No caso do IRS Jovem, Paes Mamede salientou que o Governo prevê um acréscimo de 800 milhões relativamente ao valor gasto na medida em 2024, salientando que uma "parte disso" bastaria para, por exemplo, reforçar a rede de creches e jardins-de-infância em Portugal e garantir a "universalidade do serviço público de creche".
"Mas o Governo prefere perder 800 milhões de euros através do IRS Jovem, do que adotar uma medida que teria muito mais eficácia seja naquilo que o IRS Jovem supõe, seja noutras dimensões da vida portuguesa", frisou, acrescentando que o IRS Jovem "vai ter um impacto muitíssimo limitado nos rendimentos da generalidade dos trabalhadores jovens".
Já sobre a redução de 1% do IRC proposta pelo Governo, o economista Eugénio Rosa salientou que essa medida teria "um efeito muito reduzido em Portugal", até porque só beneficiaria realmente 11 grupos económicos, como a EDP ou a Galp.
"Estive a calcular: a redução para eles, de bónus fiscal, de 21% para 20%, e cheguei à conclusão que eles teriam um bónus de 100 milhões de euros por ano.

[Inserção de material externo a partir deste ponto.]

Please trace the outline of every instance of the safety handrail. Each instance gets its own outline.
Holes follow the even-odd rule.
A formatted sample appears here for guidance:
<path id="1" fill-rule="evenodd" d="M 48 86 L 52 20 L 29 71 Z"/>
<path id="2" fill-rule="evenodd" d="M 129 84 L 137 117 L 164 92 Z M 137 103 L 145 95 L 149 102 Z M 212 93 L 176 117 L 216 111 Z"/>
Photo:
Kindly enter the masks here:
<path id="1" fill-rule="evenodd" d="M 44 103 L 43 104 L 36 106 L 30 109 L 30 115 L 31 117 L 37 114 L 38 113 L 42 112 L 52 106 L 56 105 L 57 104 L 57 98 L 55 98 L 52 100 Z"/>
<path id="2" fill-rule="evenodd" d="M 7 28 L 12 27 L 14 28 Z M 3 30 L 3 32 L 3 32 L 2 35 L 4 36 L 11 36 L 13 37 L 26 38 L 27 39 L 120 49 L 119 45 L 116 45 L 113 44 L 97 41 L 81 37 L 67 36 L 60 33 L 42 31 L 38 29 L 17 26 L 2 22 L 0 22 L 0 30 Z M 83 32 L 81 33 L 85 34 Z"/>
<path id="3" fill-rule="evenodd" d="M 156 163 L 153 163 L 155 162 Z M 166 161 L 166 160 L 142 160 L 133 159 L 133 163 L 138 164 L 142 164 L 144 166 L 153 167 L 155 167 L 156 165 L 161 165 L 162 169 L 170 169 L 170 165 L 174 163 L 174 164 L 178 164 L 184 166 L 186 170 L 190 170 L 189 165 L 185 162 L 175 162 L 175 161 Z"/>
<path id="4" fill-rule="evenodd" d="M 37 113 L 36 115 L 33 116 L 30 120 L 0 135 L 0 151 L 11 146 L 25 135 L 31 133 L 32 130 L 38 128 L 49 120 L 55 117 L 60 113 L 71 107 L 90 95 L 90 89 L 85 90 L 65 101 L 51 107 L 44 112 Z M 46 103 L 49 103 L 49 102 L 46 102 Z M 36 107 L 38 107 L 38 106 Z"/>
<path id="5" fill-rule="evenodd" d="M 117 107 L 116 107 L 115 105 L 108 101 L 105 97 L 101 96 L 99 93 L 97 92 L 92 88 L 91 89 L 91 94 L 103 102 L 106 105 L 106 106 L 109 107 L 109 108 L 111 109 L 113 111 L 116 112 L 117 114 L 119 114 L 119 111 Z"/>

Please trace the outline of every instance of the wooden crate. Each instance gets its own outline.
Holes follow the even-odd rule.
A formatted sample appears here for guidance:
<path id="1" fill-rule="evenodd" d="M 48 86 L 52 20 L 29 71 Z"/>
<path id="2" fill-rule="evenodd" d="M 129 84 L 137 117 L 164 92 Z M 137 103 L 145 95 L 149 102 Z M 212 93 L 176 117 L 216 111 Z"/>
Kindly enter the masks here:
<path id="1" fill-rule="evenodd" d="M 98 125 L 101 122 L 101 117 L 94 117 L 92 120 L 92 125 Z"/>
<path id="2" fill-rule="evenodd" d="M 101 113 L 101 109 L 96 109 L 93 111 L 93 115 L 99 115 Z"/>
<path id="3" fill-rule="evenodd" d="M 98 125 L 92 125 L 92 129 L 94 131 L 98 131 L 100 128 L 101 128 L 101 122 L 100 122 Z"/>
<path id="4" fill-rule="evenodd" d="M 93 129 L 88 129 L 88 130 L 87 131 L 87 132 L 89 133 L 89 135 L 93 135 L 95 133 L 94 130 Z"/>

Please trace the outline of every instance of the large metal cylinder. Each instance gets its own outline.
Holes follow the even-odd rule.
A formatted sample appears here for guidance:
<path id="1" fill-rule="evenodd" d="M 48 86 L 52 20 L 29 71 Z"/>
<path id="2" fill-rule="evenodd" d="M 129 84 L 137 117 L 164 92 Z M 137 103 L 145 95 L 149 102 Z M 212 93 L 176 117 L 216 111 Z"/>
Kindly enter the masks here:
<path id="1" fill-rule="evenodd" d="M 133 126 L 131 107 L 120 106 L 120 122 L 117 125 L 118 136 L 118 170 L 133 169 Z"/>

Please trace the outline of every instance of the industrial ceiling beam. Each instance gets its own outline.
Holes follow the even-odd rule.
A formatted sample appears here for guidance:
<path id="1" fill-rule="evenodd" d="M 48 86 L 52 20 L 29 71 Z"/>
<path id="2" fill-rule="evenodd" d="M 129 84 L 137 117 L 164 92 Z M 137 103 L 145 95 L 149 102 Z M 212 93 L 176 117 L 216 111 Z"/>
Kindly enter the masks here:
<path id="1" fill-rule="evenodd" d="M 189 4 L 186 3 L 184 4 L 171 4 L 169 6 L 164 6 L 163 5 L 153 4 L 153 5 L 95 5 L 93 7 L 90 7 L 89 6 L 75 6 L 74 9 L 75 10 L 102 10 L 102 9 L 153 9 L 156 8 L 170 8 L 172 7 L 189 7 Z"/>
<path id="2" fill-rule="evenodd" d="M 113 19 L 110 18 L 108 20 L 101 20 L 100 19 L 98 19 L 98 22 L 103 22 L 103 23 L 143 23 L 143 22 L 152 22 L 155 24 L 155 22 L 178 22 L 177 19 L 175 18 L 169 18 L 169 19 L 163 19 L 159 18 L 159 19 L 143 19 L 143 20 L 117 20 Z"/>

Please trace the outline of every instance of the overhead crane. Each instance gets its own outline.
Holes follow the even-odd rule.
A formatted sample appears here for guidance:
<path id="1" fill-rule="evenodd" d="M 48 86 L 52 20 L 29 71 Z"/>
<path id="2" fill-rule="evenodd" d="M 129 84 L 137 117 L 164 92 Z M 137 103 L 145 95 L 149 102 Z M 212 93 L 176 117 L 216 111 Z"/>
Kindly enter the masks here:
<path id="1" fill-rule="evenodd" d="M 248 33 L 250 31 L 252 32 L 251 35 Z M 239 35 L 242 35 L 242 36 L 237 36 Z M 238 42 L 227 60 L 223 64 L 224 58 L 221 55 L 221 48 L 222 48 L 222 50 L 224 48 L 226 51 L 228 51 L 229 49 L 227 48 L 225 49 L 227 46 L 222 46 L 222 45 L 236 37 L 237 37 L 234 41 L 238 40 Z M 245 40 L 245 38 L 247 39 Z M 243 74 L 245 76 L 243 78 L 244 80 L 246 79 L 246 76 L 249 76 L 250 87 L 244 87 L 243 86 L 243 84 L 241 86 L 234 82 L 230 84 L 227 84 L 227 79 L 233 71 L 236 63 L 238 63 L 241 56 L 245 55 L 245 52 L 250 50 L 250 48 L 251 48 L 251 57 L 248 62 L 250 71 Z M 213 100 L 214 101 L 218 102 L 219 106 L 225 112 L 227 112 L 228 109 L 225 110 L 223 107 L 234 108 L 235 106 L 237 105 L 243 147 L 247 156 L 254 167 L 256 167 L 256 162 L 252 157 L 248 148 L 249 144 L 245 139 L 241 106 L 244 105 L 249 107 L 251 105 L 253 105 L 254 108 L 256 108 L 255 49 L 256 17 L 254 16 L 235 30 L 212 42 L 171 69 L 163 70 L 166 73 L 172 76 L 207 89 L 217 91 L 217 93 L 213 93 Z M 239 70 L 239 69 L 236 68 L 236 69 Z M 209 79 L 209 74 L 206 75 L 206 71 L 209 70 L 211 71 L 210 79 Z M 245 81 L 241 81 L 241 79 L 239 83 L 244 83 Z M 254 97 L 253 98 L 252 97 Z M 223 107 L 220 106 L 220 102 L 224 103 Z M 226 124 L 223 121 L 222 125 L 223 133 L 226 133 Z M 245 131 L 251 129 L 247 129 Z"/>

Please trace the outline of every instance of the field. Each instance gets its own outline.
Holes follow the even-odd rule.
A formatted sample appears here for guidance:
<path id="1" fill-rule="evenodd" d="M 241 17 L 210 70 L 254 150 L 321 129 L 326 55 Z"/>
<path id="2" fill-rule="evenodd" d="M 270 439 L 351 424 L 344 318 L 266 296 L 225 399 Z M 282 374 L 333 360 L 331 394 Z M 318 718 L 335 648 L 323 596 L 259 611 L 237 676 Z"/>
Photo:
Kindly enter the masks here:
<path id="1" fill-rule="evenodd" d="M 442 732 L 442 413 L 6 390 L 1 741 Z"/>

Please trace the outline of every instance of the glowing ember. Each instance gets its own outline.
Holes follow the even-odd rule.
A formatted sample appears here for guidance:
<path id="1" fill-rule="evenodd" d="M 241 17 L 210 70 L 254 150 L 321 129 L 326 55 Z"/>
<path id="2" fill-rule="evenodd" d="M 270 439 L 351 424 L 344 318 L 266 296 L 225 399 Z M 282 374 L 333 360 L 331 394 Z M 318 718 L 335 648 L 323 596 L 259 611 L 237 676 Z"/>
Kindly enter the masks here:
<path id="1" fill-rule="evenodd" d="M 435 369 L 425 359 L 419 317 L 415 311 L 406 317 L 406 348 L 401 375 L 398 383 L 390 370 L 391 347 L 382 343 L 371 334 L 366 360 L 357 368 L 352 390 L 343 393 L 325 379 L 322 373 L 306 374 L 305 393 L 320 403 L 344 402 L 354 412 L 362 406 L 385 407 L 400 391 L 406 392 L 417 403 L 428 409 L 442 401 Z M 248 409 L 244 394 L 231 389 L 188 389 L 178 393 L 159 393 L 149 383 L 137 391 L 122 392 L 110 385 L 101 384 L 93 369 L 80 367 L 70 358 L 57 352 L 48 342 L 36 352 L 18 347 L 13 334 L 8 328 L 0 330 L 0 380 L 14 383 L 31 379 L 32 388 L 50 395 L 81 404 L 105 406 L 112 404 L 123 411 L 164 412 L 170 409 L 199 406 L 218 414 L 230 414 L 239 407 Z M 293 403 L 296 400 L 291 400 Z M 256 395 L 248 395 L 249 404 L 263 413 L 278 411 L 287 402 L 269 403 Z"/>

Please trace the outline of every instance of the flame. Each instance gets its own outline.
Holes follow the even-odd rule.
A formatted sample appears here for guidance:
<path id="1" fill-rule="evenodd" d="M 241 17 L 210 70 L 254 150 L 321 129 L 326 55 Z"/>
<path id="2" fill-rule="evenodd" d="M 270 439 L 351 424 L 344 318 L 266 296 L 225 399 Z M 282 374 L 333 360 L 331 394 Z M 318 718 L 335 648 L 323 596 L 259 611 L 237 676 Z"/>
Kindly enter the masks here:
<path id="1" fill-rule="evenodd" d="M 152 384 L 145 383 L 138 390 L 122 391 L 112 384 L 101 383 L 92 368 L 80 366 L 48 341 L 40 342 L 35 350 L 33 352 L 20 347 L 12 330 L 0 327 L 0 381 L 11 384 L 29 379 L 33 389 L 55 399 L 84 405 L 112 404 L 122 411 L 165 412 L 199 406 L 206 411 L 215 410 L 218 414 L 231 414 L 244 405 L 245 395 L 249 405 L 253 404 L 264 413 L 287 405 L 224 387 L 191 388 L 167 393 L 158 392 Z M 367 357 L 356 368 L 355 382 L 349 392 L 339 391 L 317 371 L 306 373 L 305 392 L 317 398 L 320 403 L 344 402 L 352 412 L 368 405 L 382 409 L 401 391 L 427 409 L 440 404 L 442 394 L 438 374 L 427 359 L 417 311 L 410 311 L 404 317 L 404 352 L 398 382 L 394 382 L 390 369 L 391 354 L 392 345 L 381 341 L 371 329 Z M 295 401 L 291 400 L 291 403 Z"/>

Prevê-se, ou pelo menos diz-se que a redução de um ponto percentual vai reduzir as receitas fiscais em 200 milhões euros. Portanto, quase metade de isso vai para 11 grupos", criticou.
Durante esta audição, foram também vários os economistas que advertiram para a falta de investimento público que está prevista neste Orçamento do Estado, com Eugénio Rosa a defender mesmo que se trata de "um dos problemas mais graves" de Portugal.
Eugénio Rosa acusou o Governo de utilizar "manipulações para enganar a opinião pública" sobre os níveis de investimento público, referindo que tem valores orçamentados que depois não executa, dando o exemplo do SNS que, em 2024, tem um orçamento de 774 milhões de euros, mas, até ao momento, só foram executados 166 milhões, ou seja, 21,5%.
Já o economista Ricardo Cabral também defendeu que o país tem "condições financeiras e macroeconómicos únicas para mudar o seu modelo de desenvolvimento", pedindo que se aumente o investimento público em 5%, designadamente para infraestruturas.
Além de investimento público, Ricardo Paes Mamede defendeu que o Estado não pode abster-se "de tomar uma posição sobre quais são os tipos de investimentos privados que estão mais alinhados com o projeto de desenvolvimento económico e social para o país".
No final desta audição, Vasco Cardoso, membro da Comissão Política do Comité Central do PCP, defendeu que a conversa permitiu "quebrar as regras do pensamento único e dominante" e, a nível fiscal, considerou "que se está a tentar impor em Portugal, e na União Europeia hoje, uma corrida para zero do ponto de vista de tributação dos grupos económicos e financeiros", deixando críticas a PSD, CDS e PS.
"O PS, aliás, fez um convite ao PSD, é dizer-lhes assim: vocês não precisam de baixar a taxa nominal, apostem nos benefícios fiscais e assim ninguém topa. Foi esse o truque que o secretário-geral do PS veio dizer quando colocou a questão de que não era necessário descer a taxa do IRC", criticou.